President Donald Trump’s administration announced a $600 million bidding contest late Friday night to kick off construction of The Wall, a towering physical barrier between the United States and Mexico.
The process will start with little walls — an unknown number of barriers of concrete and other materials that will serve as models for the bigger wall, which Trump made central to his political campaign.
Construction will proceed with unusual haste. Companies have just two weeks to submit proposals. Finalists will make a two-and-half hour long oral presentation to the U.S. Customs and Border Protection agency, which is overseeing the contest. Winners will be announced by late May.
Steven Schooner, a professor of government contracting at George Washington University, tweeted that the process was “extremely/uniquely complicated (and confusing).”

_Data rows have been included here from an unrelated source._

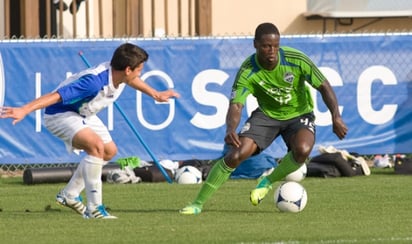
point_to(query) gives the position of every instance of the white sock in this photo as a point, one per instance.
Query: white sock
(92, 173)
(76, 183)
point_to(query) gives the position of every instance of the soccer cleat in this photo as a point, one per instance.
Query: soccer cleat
(191, 210)
(261, 190)
(99, 213)
(364, 165)
(75, 204)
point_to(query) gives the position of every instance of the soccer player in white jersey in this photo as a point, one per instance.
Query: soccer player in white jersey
(70, 115)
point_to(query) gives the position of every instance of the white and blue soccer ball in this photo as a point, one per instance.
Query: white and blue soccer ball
(290, 196)
(188, 175)
(297, 175)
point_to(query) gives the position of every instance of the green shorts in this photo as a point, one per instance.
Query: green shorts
(264, 130)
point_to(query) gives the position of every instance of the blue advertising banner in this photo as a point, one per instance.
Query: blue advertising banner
(371, 75)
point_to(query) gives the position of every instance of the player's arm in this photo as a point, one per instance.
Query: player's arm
(160, 96)
(329, 98)
(18, 113)
(232, 122)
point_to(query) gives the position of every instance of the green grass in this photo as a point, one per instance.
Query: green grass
(377, 208)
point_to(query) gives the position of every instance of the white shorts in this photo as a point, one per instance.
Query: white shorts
(66, 125)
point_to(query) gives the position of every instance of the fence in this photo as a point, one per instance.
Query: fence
(371, 74)
(98, 18)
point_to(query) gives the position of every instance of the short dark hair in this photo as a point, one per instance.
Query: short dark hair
(264, 29)
(130, 55)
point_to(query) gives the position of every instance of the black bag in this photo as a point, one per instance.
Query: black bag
(403, 166)
(151, 174)
(332, 165)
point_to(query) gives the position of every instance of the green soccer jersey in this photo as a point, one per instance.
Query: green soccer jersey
(282, 93)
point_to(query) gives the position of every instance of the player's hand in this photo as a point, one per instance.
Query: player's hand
(232, 138)
(15, 113)
(339, 128)
(164, 96)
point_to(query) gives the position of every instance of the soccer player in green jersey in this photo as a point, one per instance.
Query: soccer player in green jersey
(277, 76)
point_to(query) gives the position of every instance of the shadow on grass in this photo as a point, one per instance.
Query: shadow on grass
(177, 211)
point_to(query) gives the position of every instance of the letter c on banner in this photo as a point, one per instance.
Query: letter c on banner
(364, 92)
(171, 102)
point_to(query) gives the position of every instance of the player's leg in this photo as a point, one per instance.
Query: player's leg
(65, 126)
(220, 173)
(300, 138)
(222, 169)
(97, 143)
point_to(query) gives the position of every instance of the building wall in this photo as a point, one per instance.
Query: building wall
(228, 17)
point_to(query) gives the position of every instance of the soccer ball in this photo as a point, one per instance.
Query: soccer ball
(297, 175)
(290, 196)
(188, 175)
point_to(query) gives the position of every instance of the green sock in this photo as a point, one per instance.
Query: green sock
(218, 175)
(287, 165)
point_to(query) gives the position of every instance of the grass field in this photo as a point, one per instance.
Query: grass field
(372, 209)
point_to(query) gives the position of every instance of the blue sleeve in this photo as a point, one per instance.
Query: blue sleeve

But CBP officials said in a statement that the approach was designed to get the best value for the government:
“Through the construction of prototypes, CBP will partner with industry to identify the best means and methods to construct border wall before making a more substantial investment in construction.”
The bidding documents released Friday provide important clues as to what the Trump administration hopes to erect on the 1,200 miles of border with no physical barriers. Some 650 miles are already fenced.
The little walls are supposed to be tall. They should be “physically imposing in height” — 30 feet is preferred, though 18 feet is acceptable. However, the prototypes will be as little as 30 feet long, and cost as little as $100,000.
The little walls are supposed to be strong. They must be able to withstand attacks from “sledgehammer, car jack, pick axe, chisel, battery operated impact tools, battery operated cutting tools, Oxy/acetylene torch” for at least one hour, preferably four. They should also be able to span 45 degree slopes, and block tunneling. Contractors will build prototypes of concrete — Trump’s preferred material — but also other materials that will allow visibility between the two sides. Once the government has determined a model, the prototypes may be demolished.
Finally, the little walls are supposed to be pretty — at least on the U.S. side of the border. The agency wants the walls to be “aesthetically pleasing” so that the color and texture blends into the environment on the “north side of the wall.” There is no similar language for the Mexican side of the wall.
In addition to the tough building conditions, the agency clearly understands another difficulty will be political: Interested builders are urged to discuss their experience in “executing high profile, high visibility and politically contentious” construction projects.
Immigration activists are expected to protest construction of the wall, deploying tactics learned during the long, bitter protests over construction of the Dakota Access Pipeline near the Standing Rock Sioux Reservation in North Dakota. The bid calls for companies to hire their own private security contractors to protect their projects.
The final cost of the wall — and even whether it will be built — is a matter of debate. Trump has said he anticipates the final bill to be from $10 billion to $12 billion. The Department of Homeland Security has suggested a cost of around $21 billion. Trump’s proposed budget has called for $2.6 billion to begin construction.
In Congress, some Republicans and many Democrats have opposed spending billions for an untested and possibly ineffectual border barrier. Trump has said he will force Mexico to pay for the wall. The Mexican government has rejected the possibility.
What is clear is that the Trump administration’s methods will favor large, experienced government contractors with demonstrated experience in big construction projects. Companies such as KBR, Tutor Perini Corp., Parson Corp. and Fluor Corp. have all indicated an interest in building the edifice.
At the same time, the agency has asked bidders to explain how they will meet the agency’s goals to deliver contracts to small, minority and veteran owned companies. Customs and Border Protection aims to pay 38 percent of its contract to small business, 5 percent to woman-owned firms and 3 percent to companies owned by disabled veterans.
In practice, the likely outcome is a few large government contractors overseeing a small army of subcontractors to build the wall.
More than 700 companies signed up for notifications about the building the wall, including more than 140 minority-owned firms — about 20 percent of the total. It is unclear how many of the firms possess the necessary experience and ability to participate in the bid.